6月7日(土)、初夏の足利。足利フラワーパークプラザ文化ホールに、アンデスの風が吹きました。

今年で30回目を迎えた「エル・エコー・デ・ロス・アンデス」。節目となるこの音楽祭には、いつも以上の想いと温もりが詰まっていました。
主催は、公益財団法人足利市みどりと文化・スポーツ財団、足利市教育委員会、ロス・クアトロ・ペスカトーレス、そして足利ケーナ愛好会エル・エコー。


本公演のテーマは、「音をつなぐ、想いをつなぐ、平和をつなぐ、世界のために」。
その言葉どおり、この日はまさに、音楽が人と人とをつなげていく一日でした。

幕開けは、足利ケーナ愛好会「エル・エコー」によるステージ。
「アレキーパのカーニバル」「夜が訪れ、風が吹く」ほか、ケーナの音色は時に優しく、時に力強く、会場の空気をゆっくりと変えていきました。

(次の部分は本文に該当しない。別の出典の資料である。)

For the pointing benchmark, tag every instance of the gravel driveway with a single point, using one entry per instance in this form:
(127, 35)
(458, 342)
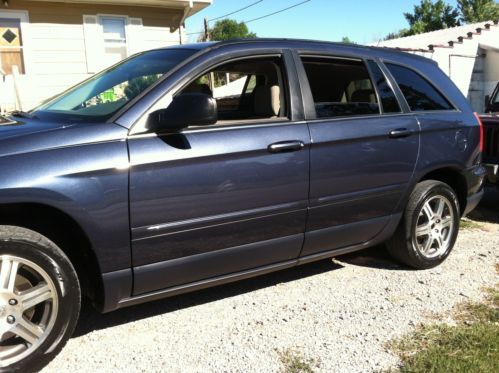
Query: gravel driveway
(338, 312)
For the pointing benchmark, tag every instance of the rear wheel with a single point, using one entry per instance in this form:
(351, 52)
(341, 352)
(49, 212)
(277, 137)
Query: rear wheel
(39, 299)
(429, 228)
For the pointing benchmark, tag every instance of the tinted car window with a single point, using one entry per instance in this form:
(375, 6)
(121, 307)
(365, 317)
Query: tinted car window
(245, 90)
(419, 93)
(340, 87)
(99, 97)
(388, 100)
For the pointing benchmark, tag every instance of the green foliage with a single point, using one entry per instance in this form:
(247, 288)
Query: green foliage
(470, 346)
(226, 29)
(294, 362)
(473, 11)
(431, 16)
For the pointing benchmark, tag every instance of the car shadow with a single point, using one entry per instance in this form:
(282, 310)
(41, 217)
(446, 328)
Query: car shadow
(487, 210)
(373, 257)
(91, 320)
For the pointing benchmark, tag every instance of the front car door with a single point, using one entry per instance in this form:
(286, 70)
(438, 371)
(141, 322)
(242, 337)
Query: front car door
(364, 150)
(215, 200)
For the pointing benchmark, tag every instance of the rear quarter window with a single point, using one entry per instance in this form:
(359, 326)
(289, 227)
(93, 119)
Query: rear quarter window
(419, 93)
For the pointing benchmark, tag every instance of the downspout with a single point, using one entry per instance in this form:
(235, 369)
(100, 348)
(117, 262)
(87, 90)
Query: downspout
(475, 56)
(187, 11)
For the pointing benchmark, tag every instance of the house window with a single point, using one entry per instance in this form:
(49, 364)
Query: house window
(115, 43)
(11, 45)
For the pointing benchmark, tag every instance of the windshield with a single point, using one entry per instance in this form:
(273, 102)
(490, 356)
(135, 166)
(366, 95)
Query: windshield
(101, 96)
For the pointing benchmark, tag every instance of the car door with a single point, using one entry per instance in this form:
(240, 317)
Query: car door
(216, 200)
(363, 154)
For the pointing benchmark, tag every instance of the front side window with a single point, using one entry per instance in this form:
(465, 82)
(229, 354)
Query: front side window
(245, 90)
(340, 87)
(104, 94)
(11, 46)
(420, 94)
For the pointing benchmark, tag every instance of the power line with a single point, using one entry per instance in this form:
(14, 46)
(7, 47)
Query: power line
(236, 11)
(254, 19)
(276, 12)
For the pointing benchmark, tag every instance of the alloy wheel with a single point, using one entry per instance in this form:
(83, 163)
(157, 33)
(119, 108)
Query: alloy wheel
(28, 308)
(434, 227)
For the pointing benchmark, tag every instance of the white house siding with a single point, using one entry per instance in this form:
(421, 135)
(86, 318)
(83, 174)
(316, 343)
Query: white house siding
(471, 64)
(54, 40)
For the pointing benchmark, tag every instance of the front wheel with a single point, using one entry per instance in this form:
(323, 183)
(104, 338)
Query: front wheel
(39, 300)
(429, 228)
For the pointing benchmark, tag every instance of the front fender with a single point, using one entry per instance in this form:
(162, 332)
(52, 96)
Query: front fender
(87, 182)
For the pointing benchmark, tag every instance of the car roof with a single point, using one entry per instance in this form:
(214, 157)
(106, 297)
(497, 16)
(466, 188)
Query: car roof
(302, 44)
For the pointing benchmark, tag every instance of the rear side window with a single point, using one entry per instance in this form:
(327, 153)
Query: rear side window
(388, 100)
(419, 93)
(340, 87)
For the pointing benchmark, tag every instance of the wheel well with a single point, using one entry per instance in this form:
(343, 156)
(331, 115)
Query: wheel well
(455, 180)
(65, 233)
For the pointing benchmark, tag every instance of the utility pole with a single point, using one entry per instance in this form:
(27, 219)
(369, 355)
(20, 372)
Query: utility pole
(206, 30)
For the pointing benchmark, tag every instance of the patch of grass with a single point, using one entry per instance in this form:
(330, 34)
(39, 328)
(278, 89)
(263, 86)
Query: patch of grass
(469, 224)
(294, 362)
(472, 345)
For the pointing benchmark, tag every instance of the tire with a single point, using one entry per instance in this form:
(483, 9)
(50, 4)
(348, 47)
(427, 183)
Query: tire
(39, 300)
(423, 240)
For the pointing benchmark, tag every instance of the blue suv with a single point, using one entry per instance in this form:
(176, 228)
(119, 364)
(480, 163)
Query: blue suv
(192, 166)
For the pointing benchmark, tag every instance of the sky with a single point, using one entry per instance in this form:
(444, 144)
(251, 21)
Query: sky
(363, 21)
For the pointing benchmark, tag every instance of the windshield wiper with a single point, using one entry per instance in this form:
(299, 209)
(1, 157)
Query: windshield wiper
(22, 114)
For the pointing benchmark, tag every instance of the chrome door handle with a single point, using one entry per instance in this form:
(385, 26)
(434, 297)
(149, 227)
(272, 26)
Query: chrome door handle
(400, 132)
(286, 146)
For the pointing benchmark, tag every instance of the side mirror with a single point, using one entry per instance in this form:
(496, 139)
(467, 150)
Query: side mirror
(487, 102)
(187, 109)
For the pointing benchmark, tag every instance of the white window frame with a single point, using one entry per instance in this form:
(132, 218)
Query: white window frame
(23, 17)
(133, 29)
(126, 20)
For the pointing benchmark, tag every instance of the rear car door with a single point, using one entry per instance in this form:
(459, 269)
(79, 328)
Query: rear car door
(364, 150)
(216, 200)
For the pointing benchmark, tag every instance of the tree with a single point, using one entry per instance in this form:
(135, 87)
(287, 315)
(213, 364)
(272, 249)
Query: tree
(346, 40)
(397, 34)
(473, 11)
(432, 16)
(226, 29)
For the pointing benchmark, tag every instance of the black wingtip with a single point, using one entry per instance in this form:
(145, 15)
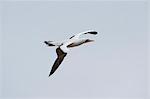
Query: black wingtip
(46, 42)
(93, 32)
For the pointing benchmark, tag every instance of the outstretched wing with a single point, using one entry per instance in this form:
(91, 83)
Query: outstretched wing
(82, 33)
(58, 61)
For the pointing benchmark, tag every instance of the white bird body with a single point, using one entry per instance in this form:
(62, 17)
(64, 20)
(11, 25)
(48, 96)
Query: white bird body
(63, 47)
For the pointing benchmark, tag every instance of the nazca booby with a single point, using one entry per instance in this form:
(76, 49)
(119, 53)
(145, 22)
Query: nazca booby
(63, 47)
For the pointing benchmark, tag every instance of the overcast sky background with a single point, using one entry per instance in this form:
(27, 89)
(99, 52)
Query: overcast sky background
(114, 66)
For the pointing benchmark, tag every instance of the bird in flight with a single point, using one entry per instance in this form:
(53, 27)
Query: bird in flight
(64, 47)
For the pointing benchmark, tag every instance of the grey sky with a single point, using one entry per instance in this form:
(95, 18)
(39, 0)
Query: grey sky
(114, 66)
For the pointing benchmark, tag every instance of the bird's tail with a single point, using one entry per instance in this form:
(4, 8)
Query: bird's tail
(52, 43)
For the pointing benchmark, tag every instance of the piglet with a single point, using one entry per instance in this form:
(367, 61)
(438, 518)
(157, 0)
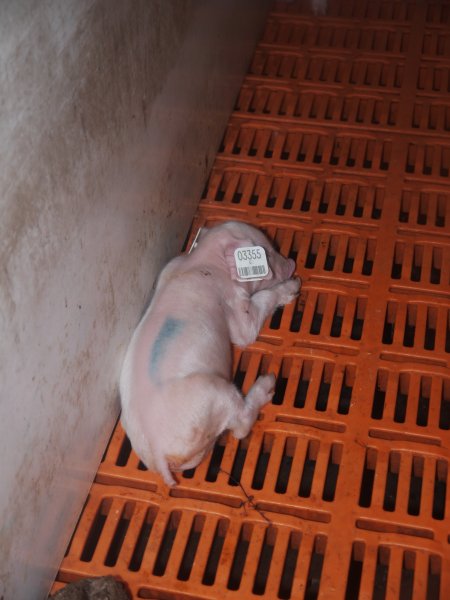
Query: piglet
(175, 385)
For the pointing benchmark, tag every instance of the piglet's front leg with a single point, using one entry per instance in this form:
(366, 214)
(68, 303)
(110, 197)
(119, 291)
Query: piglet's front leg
(249, 316)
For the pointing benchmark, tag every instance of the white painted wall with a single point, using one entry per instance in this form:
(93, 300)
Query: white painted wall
(110, 115)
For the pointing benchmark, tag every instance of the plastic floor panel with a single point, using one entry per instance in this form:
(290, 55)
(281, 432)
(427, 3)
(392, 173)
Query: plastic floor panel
(339, 148)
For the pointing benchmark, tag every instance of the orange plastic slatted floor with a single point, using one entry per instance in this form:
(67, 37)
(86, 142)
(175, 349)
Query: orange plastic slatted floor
(339, 149)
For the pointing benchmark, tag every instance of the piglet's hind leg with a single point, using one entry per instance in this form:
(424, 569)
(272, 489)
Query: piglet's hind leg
(260, 394)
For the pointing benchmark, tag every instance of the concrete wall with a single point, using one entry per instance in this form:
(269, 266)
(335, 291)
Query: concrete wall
(110, 114)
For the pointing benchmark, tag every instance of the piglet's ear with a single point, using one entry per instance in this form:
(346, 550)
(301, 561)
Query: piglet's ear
(229, 258)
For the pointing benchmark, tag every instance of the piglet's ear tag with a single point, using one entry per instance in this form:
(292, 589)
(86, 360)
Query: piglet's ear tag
(248, 263)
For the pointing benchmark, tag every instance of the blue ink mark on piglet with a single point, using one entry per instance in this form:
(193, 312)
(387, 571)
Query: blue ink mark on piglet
(170, 329)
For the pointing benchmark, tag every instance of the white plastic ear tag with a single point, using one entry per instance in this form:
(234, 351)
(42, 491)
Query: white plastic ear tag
(251, 263)
(194, 243)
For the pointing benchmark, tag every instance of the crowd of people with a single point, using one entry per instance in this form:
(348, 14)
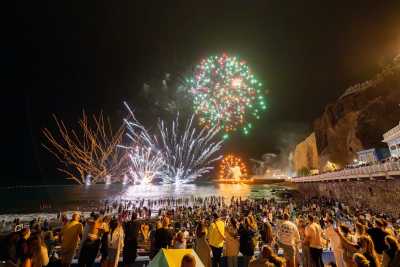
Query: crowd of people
(240, 232)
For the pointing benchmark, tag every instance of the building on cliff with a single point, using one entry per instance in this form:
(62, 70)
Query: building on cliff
(392, 139)
(305, 155)
(354, 122)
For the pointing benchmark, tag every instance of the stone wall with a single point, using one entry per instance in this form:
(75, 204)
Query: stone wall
(378, 195)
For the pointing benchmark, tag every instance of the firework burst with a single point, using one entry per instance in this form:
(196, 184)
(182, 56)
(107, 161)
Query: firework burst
(232, 167)
(226, 93)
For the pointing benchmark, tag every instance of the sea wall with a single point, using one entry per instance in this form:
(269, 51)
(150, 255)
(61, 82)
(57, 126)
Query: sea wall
(381, 196)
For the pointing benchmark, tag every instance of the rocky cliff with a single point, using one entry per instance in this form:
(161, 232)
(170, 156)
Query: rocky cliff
(356, 121)
(305, 154)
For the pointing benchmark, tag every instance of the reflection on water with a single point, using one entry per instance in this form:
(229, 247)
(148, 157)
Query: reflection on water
(24, 199)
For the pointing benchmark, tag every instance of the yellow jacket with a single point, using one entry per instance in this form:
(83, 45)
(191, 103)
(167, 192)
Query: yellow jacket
(216, 234)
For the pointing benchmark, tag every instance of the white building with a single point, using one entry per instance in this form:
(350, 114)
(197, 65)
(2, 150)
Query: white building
(367, 156)
(392, 139)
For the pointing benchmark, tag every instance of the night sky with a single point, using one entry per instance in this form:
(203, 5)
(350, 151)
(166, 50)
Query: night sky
(70, 55)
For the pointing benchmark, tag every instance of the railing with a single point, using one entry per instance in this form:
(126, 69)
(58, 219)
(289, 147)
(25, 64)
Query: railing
(384, 169)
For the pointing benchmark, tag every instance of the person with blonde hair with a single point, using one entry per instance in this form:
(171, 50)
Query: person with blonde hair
(201, 246)
(231, 243)
(115, 243)
(360, 260)
(188, 260)
(38, 254)
(391, 255)
(163, 237)
(70, 235)
(216, 238)
(368, 250)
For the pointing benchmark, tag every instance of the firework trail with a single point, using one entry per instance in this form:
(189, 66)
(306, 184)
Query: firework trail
(146, 161)
(178, 155)
(188, 153)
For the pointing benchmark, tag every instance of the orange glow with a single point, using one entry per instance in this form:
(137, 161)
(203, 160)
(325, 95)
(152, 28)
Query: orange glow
(228, 165)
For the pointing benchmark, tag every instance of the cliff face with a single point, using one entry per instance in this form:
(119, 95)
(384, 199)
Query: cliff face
(358, 120)
(305, 154)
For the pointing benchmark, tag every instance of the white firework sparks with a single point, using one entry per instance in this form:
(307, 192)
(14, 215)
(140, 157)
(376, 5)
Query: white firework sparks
(146, 161)
(188, 153)
(180, 154)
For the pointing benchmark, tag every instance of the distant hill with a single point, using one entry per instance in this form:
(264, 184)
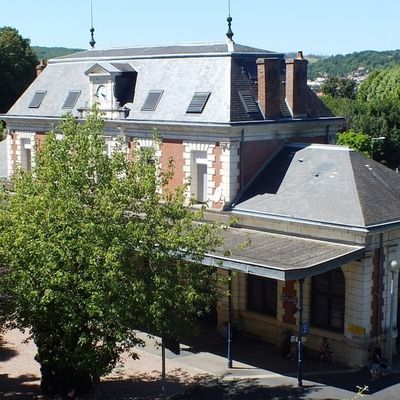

会場から大きな拍手が鳴り響く中、ロス・クアトロ・ペスカトーレスが登場!
4人の演奏は、聴く者の身体を自然と動かし、心を揺さぶります。
「コージャのクエカ」のリズムが足元から響き、「夢よ、未来よ想い出よ、希望よ…」など、情感豊かな旋律が心に迫ります。


そしてやはり、この曲「コンドルは飛んで行く」。
何度聞いても胸が熱くなる名曲に、会場は一体となりました。

思いがけないサプライズも!
ロス・クアトロ・ペスカトーレスの教え子たちによる「水道管シスターズ」が登場!
ユーモラスな名前に会場が湧き、演奏が始まると、温かい拍手と笑顔があふれました。
第二部では、友情出演の中村雄一さんと木下尊惇さんがステージへ。
伝承曲「ビジャンシーコ」を、二人の息の合った演奏で紡ぎ出します。
時が止まったような静謐な時間。音が語り、音が祈る、そんな感覚に包まれました。



そしてフィナーレは、ロス・クアトロ・ペスカトーレスと木下さんによる「チュタス」「バージェグランデ生まれ」などの共演。
音楽が持つ力、30年という歴史の重み、そして未来への希望。すべてが重なり合った、感動的なエンディングでした。

この日、心に残ったのは演奏だけではありません。
ロス・クアトロ・ペスカトーレスのエルネスト國安さんの言葉が強く印象に残りました。

「スポーツと音楽は、国境を越えた世界の共通語。我々はそう信じています。第1回のコンサートを思い出すと、当時は高揚感にあふれていました。それから30年。今も気力も体力もあります。これからも情熱を込めて演奏を届けてまいります。」。
音楽祭は終わっても、その響きは心の中に残り続けることでしょう。
来年もまた!そんな気持ちを胸に、会場をあとにしました。